O decreto nº 12.975, que atualiza a regulamentação do Marco Civil da Internet, gerou muito barulho e pouca reflexão, como tem sido comum em nosso cenário político polarizado. Sem ignorar as controvérsias jurídicas sobre sua forma e alcance, questionados no Congresso e no STF, há uma questão relevante a enfrentar. Como impor deveres reais às plataformas sem abrir espaço para que uma autoridade estatal pressione o discurso político?
Há razão para agir, porque essas empresas já moderam conteúdos, vendem impulsionamento e podem influenciar o debate público com pouca transparência. Ao mesmo tempo, toda ação do Estado sobre a circulação de informações exige limites claros, para que uma regulação necessária não se converta em instrumento de controle.
O próprio decreto parece tomar cuidados importantes. Ele adota a ideia de falha sistêmica, e não de punição automática por conteúdos isolados. Também determina que se considere o contexto das publicações, inclusive finalidade informativa, crítica, sátira, paródia e liberdade religiosa. Esses freios preservam a diferença entre conteúdo criminoso e manifestação legítima de opinião, ainda que incômoda.
Isso não elimina as brechas. A primeira está na inclusão, entre as hipóteses de remoção de publicações, de condutas enquadradas como crimes contra a democracia, as instituições e o processo eleitoral. São atos graves, previstos no Código Penal, e não simples opiniões. Mas a aplicação dessa disposição exigirá rigor. A liberdade de expressão não pode servir de escudo para esses atos, assim como cobranças, contestações e denúncias contra autoridades não devem ser confundidas com eles.
A segunda brecha aparece no dispositivo que determina a retirada, após notificação, de conteúdos que constituam publicidade enganosa, abusiva ou fraudulenta. A finalidade é legítima no combate a fraudes e golpes contra consumidores. O ponto sensível é que o decreto permite à AGU agir quando a publicidade estiver relacionada a políticas públicas –e o próprio órgão já afirmou que defenderá essas políticas quando forem ameaçadas por desinformação. Trata-se de uma categoria aberta, que exige cautela.
Uma campanha paga pode criticar um programa governamental ou questionar seus resultados sem se tornar publicidade fraudulenta apenas por contrariar a narrativa oficial. Para evitar abusos, a remoção deveria depender de demonstração objetiva de falsidade, intenção de enganar e risco concreto ao cidadão, com decisão fundamentada e possibilidade de contestação.

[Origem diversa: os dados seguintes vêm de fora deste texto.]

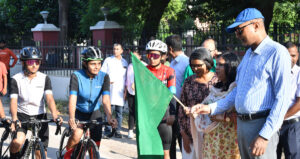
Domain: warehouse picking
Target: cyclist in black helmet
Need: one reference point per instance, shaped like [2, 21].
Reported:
[29, 88]
[86, 87]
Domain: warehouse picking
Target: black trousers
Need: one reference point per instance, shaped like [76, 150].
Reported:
[175, 135]
[289, 141]
[131, 106]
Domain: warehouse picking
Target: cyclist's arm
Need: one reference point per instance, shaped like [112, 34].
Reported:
[4, 76]
[172, 88]
[14, 99]
[73, 96]
[49, 97]
[105, 97]
[107, 106]
[2, 114]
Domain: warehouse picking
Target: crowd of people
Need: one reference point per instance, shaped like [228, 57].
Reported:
[231, 108]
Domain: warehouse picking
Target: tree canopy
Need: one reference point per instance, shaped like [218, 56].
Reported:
[142, 19]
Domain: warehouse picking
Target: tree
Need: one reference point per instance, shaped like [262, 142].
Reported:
[152, 19]
[63, 19]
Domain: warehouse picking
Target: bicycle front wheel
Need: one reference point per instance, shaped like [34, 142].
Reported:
[91, 151]
[41, 150]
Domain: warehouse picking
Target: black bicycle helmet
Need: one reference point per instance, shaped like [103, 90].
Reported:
[91, 53]
[30, 53]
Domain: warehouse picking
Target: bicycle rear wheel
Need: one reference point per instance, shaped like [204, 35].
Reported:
[63, 143]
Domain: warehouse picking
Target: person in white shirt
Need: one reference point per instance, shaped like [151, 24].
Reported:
[179, 63]
[29, 91]
[115, 66]
[289, 140]
[131, 95]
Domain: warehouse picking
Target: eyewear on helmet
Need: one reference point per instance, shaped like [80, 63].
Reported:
[154, 56]
[32, 62]
[196, 65]
[239, 30]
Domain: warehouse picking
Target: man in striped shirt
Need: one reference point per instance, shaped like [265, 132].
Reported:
[263, 88]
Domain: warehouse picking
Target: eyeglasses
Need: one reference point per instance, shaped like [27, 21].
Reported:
[196, 65]
[240, 30]
[154, 56]
[31, 62]
[221, 64]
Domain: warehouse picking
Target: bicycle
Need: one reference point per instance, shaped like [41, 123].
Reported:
[34, 142]
[86, 145]
[5, 123]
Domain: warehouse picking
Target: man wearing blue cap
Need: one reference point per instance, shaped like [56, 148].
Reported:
[263, 88]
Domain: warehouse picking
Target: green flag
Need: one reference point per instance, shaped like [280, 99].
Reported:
[152, 99]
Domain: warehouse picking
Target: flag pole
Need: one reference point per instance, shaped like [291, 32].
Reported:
[179, 101]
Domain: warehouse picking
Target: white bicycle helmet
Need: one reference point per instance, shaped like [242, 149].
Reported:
[156, 45]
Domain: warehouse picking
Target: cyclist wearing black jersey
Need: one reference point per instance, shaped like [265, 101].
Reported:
[29, 88]
[86, 87]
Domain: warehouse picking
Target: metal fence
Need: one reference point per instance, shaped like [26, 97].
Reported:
[66, 56]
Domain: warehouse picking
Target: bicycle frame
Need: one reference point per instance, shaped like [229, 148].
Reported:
[35, 126]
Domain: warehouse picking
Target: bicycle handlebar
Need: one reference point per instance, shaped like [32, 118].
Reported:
[95, 122]
[92, 122]
[37, 121]
[5, 123]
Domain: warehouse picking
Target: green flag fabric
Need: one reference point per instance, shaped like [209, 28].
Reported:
[152, 99]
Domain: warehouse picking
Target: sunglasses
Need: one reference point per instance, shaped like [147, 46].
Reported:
[154, 56]
[196, 65]
[31, 62]
[240, 30]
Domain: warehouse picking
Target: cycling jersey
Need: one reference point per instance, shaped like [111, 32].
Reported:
[88, 90]
[166, 75]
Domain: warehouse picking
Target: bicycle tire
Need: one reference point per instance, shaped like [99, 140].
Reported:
[41, 149]
[61, 144]
[6, 134]
[93, 149]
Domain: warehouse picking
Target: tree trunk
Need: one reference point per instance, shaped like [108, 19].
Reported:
[156, 10]
[63, 19]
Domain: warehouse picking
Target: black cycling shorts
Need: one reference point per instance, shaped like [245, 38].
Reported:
[95, 130]
[43, 133]
[165, 132]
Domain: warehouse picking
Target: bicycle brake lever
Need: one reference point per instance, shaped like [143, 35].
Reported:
[112, 133]
[58, 127]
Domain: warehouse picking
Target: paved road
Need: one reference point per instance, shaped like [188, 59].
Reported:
[113, 148]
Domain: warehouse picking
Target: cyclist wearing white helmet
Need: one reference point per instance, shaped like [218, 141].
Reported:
[166, 74]
[86, 87]
[29, 88]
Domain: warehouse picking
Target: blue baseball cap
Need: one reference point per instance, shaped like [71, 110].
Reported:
[244, 16]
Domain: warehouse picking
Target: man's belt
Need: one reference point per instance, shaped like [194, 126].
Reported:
[253, 116]
[291, 121]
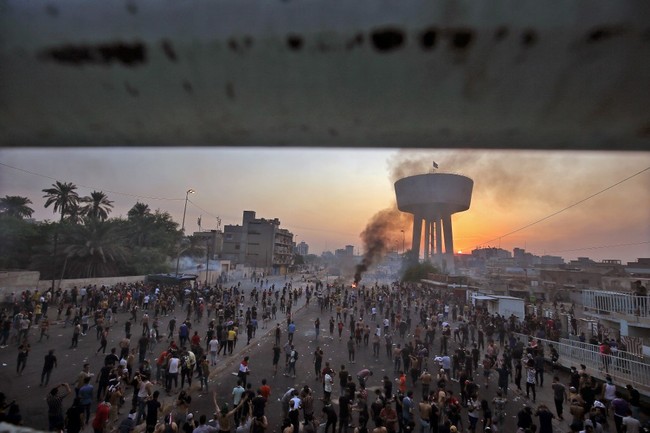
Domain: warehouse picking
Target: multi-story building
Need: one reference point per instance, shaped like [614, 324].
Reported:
[260, 243]
[212, 240]
[302, 248]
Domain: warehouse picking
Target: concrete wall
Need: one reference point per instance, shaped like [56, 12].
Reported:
[11, 281]
[79, 282]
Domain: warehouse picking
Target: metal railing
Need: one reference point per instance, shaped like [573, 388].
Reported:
[622, 369]
[602, 302]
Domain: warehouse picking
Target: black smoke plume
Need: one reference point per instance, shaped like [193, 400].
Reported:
[384, 227]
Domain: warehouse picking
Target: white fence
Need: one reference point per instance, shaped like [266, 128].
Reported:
[624, 368]
[601, 302]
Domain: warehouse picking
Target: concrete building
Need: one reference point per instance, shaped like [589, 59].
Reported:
[302, 248]
[259, 243]
[432, 198]
[213, 241]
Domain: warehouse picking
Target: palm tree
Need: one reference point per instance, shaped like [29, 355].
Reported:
[97, 206]
[16, 206]
[141, 222]
[95, 249]
[74, 214]
[62, 196]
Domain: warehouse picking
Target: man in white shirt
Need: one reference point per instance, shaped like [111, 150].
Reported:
[630, 424]
[327, 386]
[214, 347]
[172, 372]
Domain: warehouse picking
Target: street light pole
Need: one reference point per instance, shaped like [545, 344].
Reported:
[178, 257]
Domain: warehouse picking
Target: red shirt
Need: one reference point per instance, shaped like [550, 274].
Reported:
[265, 390]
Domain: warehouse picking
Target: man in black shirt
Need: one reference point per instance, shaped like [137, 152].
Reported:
[345, 405]
[154, 408]
[48, 366]
[258, 403]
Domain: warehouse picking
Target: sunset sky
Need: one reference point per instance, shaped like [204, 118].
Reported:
[327, 196]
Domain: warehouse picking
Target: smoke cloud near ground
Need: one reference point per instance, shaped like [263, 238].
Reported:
[514, 188]
[379, 235]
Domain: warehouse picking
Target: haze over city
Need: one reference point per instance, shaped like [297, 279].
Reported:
[569, 204]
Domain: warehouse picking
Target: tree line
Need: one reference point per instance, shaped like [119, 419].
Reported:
[85, 242]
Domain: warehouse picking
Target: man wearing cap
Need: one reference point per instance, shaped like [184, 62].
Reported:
[621, 408]
[559, 396]
[243, 371]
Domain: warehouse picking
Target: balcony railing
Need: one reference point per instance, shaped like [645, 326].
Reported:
[622, 367]
[614, 302]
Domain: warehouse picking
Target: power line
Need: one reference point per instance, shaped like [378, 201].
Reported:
[498, 238]
[91, 187]
[598, 247]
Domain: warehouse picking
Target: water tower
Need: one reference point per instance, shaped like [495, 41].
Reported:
[432, 198]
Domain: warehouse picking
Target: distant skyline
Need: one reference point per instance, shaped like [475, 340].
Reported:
[569, 204]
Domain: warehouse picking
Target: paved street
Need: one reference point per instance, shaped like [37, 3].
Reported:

O papel da ANPD também merece atenção. A agência se torna a guardiã do dever de cuidado das plataformas em relação a processos, canais de denúncia, anúncios, impulsionamentos e falhas estruturais. Não deve, porém, virar moderadora de publicações específicas. A própria lógica do decreto aponta nessa direção ao vedar notificações individualizadas pela autoridade competente.
Esse cuidado importa porque a ANPD tem autonomia formal, mas não está fora da órbita do Executivo federal. É preciso impedir que a fiscalização técnica se transforme em pressão política. Quanto mais delicado for o assunto, maior deve ser a exigência de transparência e motivação pública.
Instrumentalizar esse decreto agora significará, possivelmente, sofrer suas consequências depois. Pau que bate em Jair, bate em Luiz. E vice-versa. Não convém a nenhum campo ideológico que uma autoridade estatal arbitre, ainda que indiretamente, os limites do discurso público. Também seria inadequado deixar essa função apenas nas mãos das big techs, que já atuam como governantes privados da liberdade de expressão online –um dos temas do meu livro “A humanidade e o poder digital”.
Na regulamentação que virá, será essencial não gerar novas zonas cinzentas. Ter opinião contrária aos mandatários de plantão não é crime nem fraude, e não pode ser tratado como risco sistêmico. A praça pública digital não deve ser governada pelos interesses privados das plataformas, muito menos pela conveniência política de quem está no poder.